As expected, my Indian corn is growing slowly.

The painting started with a very  detailed sketch and all the shiny highlights on the kernels were masked out. (Right now they look like gray dots.)

 

 

I used two reds, two blues and a yellow to mix all the kernel colours. Each kernel has a highlight, a shadowed side and reflected light within the shadow.

I'm so glad I didn't choose this subject as a project for my students! They would kill me...

 

Oh boy, two cobs done, three to go!

I've already decided on the title for this piece, should I have the patience to turn it into a finished painting.

It will be called 'Simply Amaizing' (since maize is another name for Indian corn).

 

 

January 2009 - Week 1

 

I picked up my watercolour 'Carved by Athabasca' (shown left) from the Station Gallery in Whitby, at the close of 'Fresh', their annual members' juried art exhibition.

My painting was one of 92 works by children, youth and adults accepted into the show, from 160 submissions from across Ontario.

 

 

Over the Christmas holidays, I began a fairly large (14 x 21") watercolour of Indian corn.

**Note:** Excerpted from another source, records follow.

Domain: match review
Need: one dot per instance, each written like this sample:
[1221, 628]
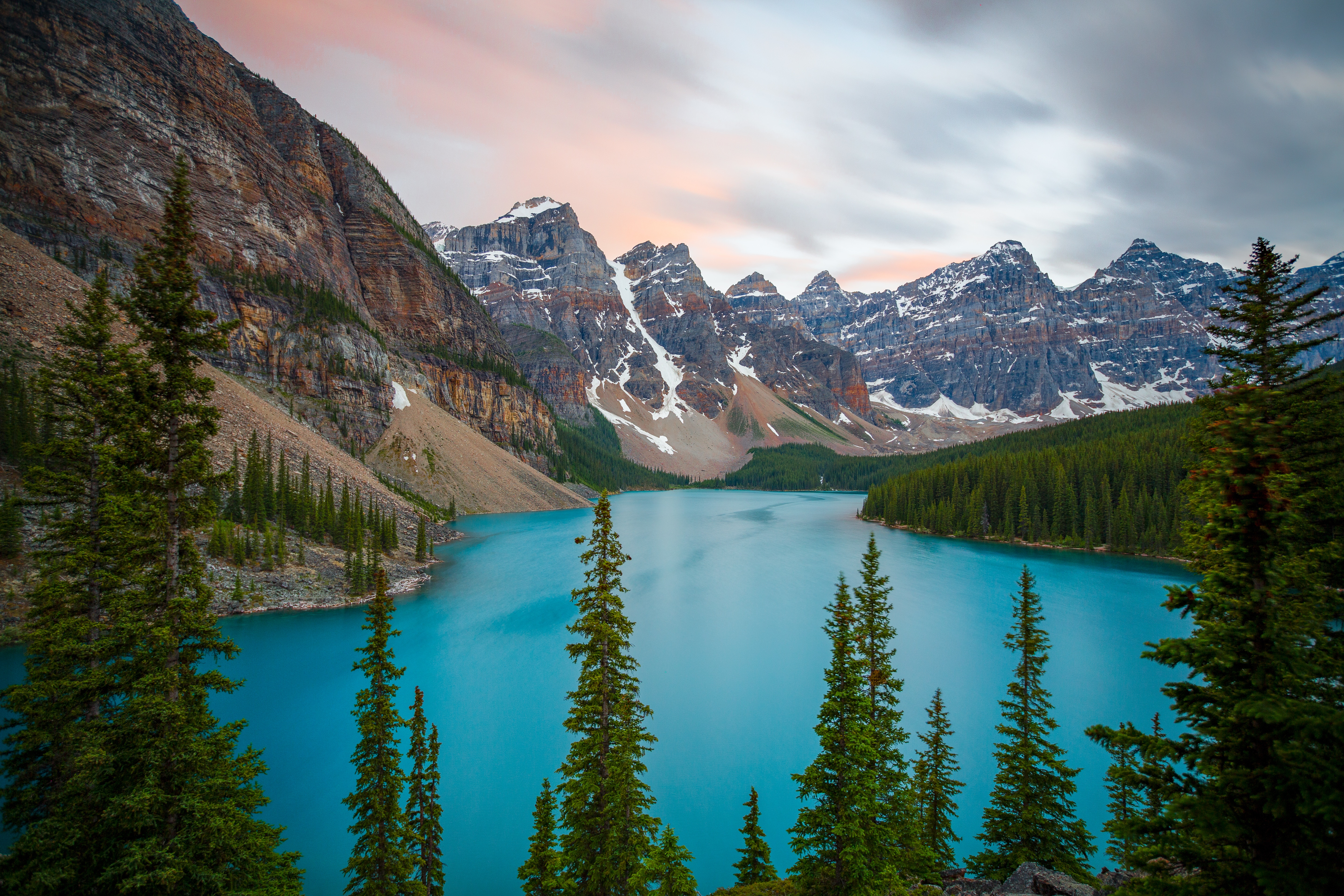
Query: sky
[874, 139]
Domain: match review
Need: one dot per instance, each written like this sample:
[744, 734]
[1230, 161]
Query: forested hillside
[800, 468]
[1115, 484]
[593, 457]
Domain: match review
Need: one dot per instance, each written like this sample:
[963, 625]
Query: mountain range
[510, 326]
[990, 340]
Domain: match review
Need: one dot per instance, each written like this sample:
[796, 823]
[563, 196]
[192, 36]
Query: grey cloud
[1233, 113]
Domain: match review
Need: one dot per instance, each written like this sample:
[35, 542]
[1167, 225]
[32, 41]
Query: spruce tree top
[1267, 316]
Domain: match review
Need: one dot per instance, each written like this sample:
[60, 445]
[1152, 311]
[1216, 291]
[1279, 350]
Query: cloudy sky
[878, 139]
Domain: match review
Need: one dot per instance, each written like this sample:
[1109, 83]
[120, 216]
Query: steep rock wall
[99, 101]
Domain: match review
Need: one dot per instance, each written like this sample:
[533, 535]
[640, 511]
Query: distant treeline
[592, 456]
[1117, 486]
[807, 468]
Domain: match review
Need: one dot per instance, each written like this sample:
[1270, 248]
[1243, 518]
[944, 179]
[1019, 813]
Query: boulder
[1113, 880]
[1033, 878]
[1053, 883]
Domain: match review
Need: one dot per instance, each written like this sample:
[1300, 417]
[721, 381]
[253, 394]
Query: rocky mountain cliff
[994, 338]
[303, 240]
[646, 327]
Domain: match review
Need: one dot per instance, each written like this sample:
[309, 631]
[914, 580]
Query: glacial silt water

I chose this size so the corn cobs would be larger than life sized, to maximize their impact. This still life was inspired by a photo I took last Thanksgiving weekend at a farmer's market in Prince Edward County, ON. It is thrilling to do a piece with so much exuberant colour and detail...at least at this point I think so...

 

 

December 2008

 

I had several pieces of good news this month.

 

I found out my photograph of lodge pole pines in the mist of Cypress Hills (pictured left) was first runner up in Saskatchewan Tourism's 'Snap It! The Great Saskatchewan Photo Contest' in the Woods & Water category.

 

When we camped in Cypress Hills Interprovincial Park last May, I entered a few photos in Sask Tourism's online contest. There were 3 finalists from Ontario, 3 from Alberta and 30 from (you guessed it) Saskatchewan.

 

 

Due to my artistic affinity with rock and stone, I have been invited to demonstrate painting pebbles in watercolour and exhibit my 'Canada Rocks!' series at a farm property near Grand Valley, ON next Thanksgiving Weekend at Rocktoberfest 2009.

 

This is an annual event of the Dry Stone Wall Association of Canada, which was formed in 2001 with the primary goal to promote the art of dry stone walling and facilitate the networking of 'wallers' from all over Canada to learn, teach and practice this age old building tradition. Check them out at www.dswa.ca/events.